I looked for a solution to print derivatives using Traditional form that lok the same as the standard Matematical notation. Despite some good resources, in general they were based on old Mathematica versions and do not explored fully the new Wolfram languages features. Since this might be useful to others struggling with the same subject.

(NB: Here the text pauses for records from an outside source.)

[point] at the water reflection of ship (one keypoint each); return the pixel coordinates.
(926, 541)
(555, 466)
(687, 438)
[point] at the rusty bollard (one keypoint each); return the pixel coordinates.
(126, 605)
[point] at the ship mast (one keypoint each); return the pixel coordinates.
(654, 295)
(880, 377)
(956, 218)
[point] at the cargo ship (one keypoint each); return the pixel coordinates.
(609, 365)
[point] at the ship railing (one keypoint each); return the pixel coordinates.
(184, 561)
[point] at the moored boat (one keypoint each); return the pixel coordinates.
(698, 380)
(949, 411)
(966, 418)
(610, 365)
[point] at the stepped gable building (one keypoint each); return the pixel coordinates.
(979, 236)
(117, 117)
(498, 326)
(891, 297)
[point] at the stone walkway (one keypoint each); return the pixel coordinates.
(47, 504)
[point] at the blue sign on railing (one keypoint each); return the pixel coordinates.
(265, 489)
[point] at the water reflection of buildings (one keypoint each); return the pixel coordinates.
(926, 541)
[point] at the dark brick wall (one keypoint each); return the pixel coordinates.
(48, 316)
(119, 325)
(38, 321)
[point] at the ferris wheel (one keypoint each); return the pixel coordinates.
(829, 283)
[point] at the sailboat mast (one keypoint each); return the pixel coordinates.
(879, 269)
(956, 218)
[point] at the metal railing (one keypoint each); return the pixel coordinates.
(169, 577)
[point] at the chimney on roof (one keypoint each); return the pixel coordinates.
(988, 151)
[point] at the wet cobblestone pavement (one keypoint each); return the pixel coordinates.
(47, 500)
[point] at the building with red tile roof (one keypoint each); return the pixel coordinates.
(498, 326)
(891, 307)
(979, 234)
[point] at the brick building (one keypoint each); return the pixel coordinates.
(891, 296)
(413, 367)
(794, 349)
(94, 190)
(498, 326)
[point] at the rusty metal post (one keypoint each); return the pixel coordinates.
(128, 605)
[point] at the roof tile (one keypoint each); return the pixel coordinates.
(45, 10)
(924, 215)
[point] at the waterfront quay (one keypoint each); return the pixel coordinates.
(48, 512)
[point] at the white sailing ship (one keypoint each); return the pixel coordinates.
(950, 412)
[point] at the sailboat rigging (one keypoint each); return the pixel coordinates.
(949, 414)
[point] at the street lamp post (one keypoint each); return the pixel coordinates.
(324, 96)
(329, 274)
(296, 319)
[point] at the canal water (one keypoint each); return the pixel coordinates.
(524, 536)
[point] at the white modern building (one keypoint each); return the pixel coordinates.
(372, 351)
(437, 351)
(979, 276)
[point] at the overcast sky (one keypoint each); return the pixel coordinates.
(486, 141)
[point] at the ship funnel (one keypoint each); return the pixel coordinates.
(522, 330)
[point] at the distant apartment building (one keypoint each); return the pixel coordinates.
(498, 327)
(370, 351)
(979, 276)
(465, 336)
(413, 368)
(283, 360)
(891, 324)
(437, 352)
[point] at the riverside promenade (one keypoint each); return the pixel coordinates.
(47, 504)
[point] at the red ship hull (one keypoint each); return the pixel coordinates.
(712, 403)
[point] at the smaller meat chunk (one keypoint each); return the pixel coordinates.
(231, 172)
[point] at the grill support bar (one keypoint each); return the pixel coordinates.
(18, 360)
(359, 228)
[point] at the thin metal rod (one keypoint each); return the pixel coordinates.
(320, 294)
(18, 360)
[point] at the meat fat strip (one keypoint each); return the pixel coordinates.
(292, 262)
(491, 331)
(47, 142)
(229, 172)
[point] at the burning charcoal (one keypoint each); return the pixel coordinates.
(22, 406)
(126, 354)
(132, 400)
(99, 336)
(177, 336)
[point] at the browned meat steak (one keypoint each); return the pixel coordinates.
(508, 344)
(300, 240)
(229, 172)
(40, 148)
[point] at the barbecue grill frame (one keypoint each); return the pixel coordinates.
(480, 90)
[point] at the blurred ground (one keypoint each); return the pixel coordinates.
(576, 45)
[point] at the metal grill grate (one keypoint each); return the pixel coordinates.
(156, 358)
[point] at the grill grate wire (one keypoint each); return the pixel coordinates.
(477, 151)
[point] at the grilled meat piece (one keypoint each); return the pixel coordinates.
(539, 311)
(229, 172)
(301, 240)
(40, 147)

I am posting a solution, of course it will be nice if someone could improve it, or present a more general solution.
The idea was to define a set of substitution rules that could transform a TraditionalForm derivative in something easier to read.
generateD[f_, vars_, order_] :=
Module[{iterators, args, args2, funcvar},
funcvar[lis_] := Select[lis, #[[2]] != 0 &] /. {x_, 1} -> x;
iterators =
Sequence @@
Table[{ToExpression["n" <> ToString[i]], 0, order}, {i, 1,
Length[vars]}];
args = Table[ToExpression["n" <> ToString[i]], {i, 1, Length[vars]}];
args2 = Table[{vars[[i]], args[[i]]}, {i, 1, Length[vars]}];
Rest[Flatten[
Table[Rule[Derivative[Sequence @@ args][f][Sequence @@ vars],
Inactivate[D[f[Sequence @@ vars], Sequence @@ funcvar[args2]],
D]], Evaluate[iterators]]]]]
Usage:
eq = D[f[r,q,z],{r,2},z,q];
lissubs = generateD[f, {r, q, z}, 2];
TraditionalForm[eq /. lissubs]
It will be nice if that could be done in a more general way, detecting the derivative expressions and applying the transformative rules.